5.2. Classification Analysis
In this study, three classifiers were chosen based on their algorithm’s basis and advantages in a performance comparison. SVM is advantageous in high-dimensional data, and it can customize kernel functions to transform data into a required form. RF is based on several decision tree classifiers on various subsamples of a dataset and uses averaging to improve the predictive accuracy [
36]. XGBoost is based on the gradient boosting algorithms, optimized and distributed to be highly efficient, flexible, and portable [
42].
We found that SVM is the best classifier among the three. Furthermore, we obtained slightly better results when increasing the number of significant features in the classification process (
Table 4,
Table 5 and
Table 6), which agrees with a previous study [
15]. Additionally, we performed fine-tuning to choose the optimal parameters in each classifier. From the result, we suggest that each classifier should be used for a task that it is good in. Therefore, SVM is suitable for widespread use because it has the highest AUC, which is a threshold-free evaluation metric. Meanwhile, RF performs stably even when increasing the number of features; the AUC is between 0.617 and 0.683. XGBoost’s performance is similar to that of RF, with an AUC between 0.617 and 0.671. Furthermore, in terms of training data and fine-tuning, XGBoost is the fastest among the three classifiers.
5.3. Limitations and Future Work
Our proposed phonemic clustering and switching guidelines demonstrate the benefits of MCI detection for Thai native speakers. This proposal fills the gap between the differences in language characteristics. Our algorithms are also simplified and do not require high computing power, which is suitable for a mobile or small device. Accordingly, we believe this guideline will aid in the cost-effective automation of MCI detection.

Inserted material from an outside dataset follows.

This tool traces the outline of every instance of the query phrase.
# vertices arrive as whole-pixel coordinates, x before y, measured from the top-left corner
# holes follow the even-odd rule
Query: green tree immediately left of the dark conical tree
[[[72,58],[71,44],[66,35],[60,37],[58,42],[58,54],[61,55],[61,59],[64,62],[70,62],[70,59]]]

However, this study has some limitations. First, our data were obtained from only one type of Thai PVF. Another Thai VF assessment (fruit categories, animal categories, and other letters, such as /S/ “ส”) has not been investigated yet. Next is the small and unbalanced dataset. Unfortunately, we collected data for this research during the coronavirus outbreak. Thus, there were insufficient participants to collect a large amount of data due to the lockdown policy. Finally, high-accuracy ASR for PVF is needed to handle a large amount of data. Several text-to-speech solutions perform well in typical situations; e.g., when speaking long sentences. However, when applied to an audio clip using PVF, unacceptable results were realized. Maybe the PVF does not have the context clues to help the computer speculate the next word. Further, PVF has so many short-speech styles that it is difficult to specify whether they are phonemes or tones. Besides, the Thai language has different word meanings using tones. For this reason, the more accurate the text-to-speech solution, the more extensive data we can handle.
For future research, we developed the digital MoCA to collect beneficial information during a test. We plan to use the data from other tasks (backward digit span, serial sevens, and memory test) obtained from the digital MoCA. We believe that selecting a significant feature from the various tasks will encourage the performance of MCI detection or other relevant diseases (dementia and AD). We also plan to use the Thai text-to-speech solution [
10] that focuses on PVF in terms of being fully automated.